With the pandemic, the entire economy went through a rockets moment. Prices went up on everything, just about overnight. There were multiple factors. Yes, raw materials costs went up. Yes, labor costs went up. Yes, there were supply chain disruptions. All these things tell part of the pandemic inflation story. But soaring corporate profits tell a clear story right now — we are living in feather time. Companies are milking high prices for all they are worth. More than half of inflation last year should be blamed on feathers, rather than supply and demand, according to one study.
Making matters much worse: corporations have supercomputers, algorithms, and AI to help them squeeze every last feather-fueled penny out of this moment. We are now living in the golden age of Gotcha Capitalism.
What should we do? The fix is in, and fixing that won’t be easy. But I’ll say this with certainty: Fixing this isn’t communism. Dynamic pricing and junk fees really do threaten our way of life. If you hate buying plane tickets, wait until everything you buy feels like a plane ticket. Individual consumers cannot change this landscape. Government rules will have to re-create the kind of transparency that’s required for a free market to operate. Price tags that mean what they say must be resurrected. Antitrust regulators must be empowered to ensure every industry is ripe with competition, so bad actors can be punished by market forces. Companies using algorithms must be forced to make them public so they cannot discriminate behind a digital curtain.
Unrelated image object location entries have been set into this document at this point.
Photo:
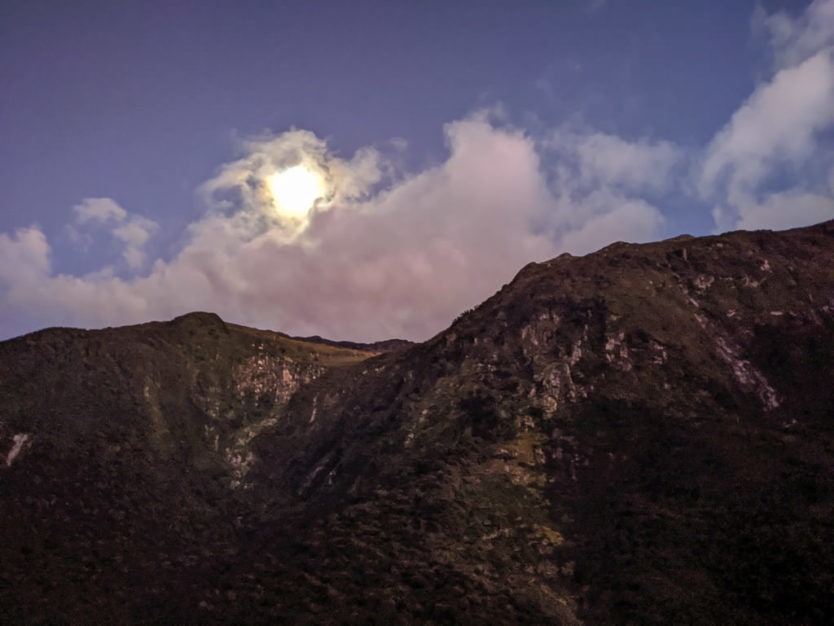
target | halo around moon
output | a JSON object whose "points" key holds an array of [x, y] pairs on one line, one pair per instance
{"points": [[295, 190]]}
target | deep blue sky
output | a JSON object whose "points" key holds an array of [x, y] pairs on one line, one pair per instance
{"points": [[138, 100], [142, 102]]}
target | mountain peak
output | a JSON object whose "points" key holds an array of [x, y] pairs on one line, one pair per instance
{"points": [[642, 434]]}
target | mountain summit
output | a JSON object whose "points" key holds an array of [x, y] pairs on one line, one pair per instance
{"points": [[644, 434]]}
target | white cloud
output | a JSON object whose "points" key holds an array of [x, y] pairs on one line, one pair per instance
{"points": [[133, 231], [795, 39], [385, 255], [608, 160], [767, 167], [776, 126], [789, 209]]}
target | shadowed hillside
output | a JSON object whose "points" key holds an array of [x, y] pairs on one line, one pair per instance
{"points": [[643, 434]]}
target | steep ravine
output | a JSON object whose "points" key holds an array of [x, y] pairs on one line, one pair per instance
{"points": [[639, 435]]}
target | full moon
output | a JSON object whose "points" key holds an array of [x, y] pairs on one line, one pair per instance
{"points": [[296, 190]]}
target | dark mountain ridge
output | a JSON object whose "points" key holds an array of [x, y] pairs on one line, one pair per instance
{"points": [[643, 434]]}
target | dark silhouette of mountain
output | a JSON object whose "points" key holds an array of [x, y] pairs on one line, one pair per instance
{"points": [[640, 435]]}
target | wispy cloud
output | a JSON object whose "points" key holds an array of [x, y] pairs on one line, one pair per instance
{"points": [[385, 252], [779, 131], [371, 262]]}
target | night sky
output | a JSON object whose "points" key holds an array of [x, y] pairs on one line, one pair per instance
{"points": [[437, 148]]}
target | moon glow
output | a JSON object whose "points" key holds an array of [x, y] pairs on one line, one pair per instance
{"points": [[296, 190]]}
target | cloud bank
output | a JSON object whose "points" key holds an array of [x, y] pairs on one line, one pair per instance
{"points": [[386, 253]]}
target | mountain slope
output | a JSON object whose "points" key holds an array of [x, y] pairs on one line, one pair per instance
{"points": [[642, 434]]}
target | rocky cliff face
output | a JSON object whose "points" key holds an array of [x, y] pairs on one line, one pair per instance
{"points": [[643, 434]]}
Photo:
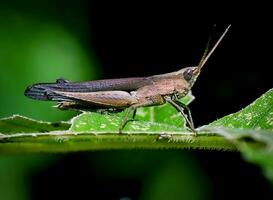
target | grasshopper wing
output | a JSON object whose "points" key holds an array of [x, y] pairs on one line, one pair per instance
{"points": [[44, 91]]}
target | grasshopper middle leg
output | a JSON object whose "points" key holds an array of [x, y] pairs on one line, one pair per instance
{"points": [[156, 100]]}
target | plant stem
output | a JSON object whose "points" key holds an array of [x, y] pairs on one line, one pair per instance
{"points": [[69, 142]]}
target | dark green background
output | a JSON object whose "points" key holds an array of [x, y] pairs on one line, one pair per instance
{"points": [[41, 41]]}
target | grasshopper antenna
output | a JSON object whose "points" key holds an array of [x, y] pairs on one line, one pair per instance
{"points": [[206, 55]]}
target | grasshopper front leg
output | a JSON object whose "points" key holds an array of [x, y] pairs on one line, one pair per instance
{"points": [[179, 107]]}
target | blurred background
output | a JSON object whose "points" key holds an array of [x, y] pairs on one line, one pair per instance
{"points": [[41, 41]]}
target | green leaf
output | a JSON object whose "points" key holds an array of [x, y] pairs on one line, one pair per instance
{"points": [[20, 124], [251, 129], [258, 115]]}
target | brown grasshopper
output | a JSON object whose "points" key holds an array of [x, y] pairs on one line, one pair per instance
{"points": [[122, 93]]}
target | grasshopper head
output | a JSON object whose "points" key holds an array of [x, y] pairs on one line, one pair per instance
{"points": [[190, 74]]}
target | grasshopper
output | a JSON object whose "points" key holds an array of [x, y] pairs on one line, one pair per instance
{"points": [[131, 93]]}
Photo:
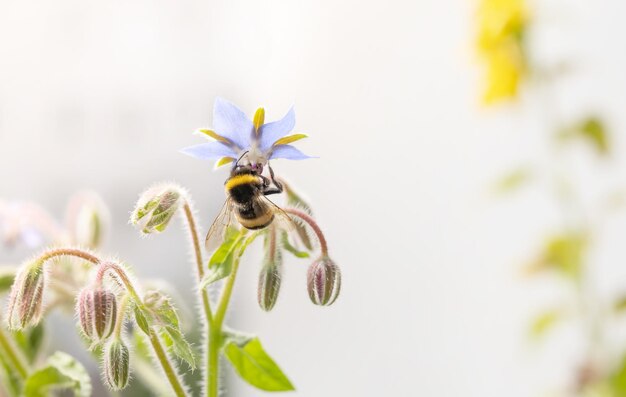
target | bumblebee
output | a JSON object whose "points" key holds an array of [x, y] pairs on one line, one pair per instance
{"points": [[246, 191]]}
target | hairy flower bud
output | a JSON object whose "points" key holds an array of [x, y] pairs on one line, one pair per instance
{"points": [[323, 281], [269, 283], [97, 313], [156, 207], [116, 365], [26, 298]]}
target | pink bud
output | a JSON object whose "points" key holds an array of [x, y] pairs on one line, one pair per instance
{"points": [[26, 298], [97, 312], [323, 281], [269, 284], [116, 365]]}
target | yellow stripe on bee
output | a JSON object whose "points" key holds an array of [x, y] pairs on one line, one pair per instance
{"points": [[238, 180]]}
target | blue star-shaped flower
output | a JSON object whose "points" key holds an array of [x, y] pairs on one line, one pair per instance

The Federal Trade Commission and other economic cops on the beat must be allowed to censure and fine misbehaving companies that trade on fake reviews, or false claims, or hidden fees.
Don’t be scared by those who suggest an effort to fix broken markets and hold corporations accountable will lead to scarcity. We already have that. Remember after Hurricane Maria hit Puerto Rico and U.S. hospitals were hit with a saline solution shortage?
Yes, price fixing is bad. But fixing price tags is good; the work must begin immediately. If you are worried about inflation, if you are angry at the price of cereal, fight against Gotcha Capitalism and empower those who will take up that fight.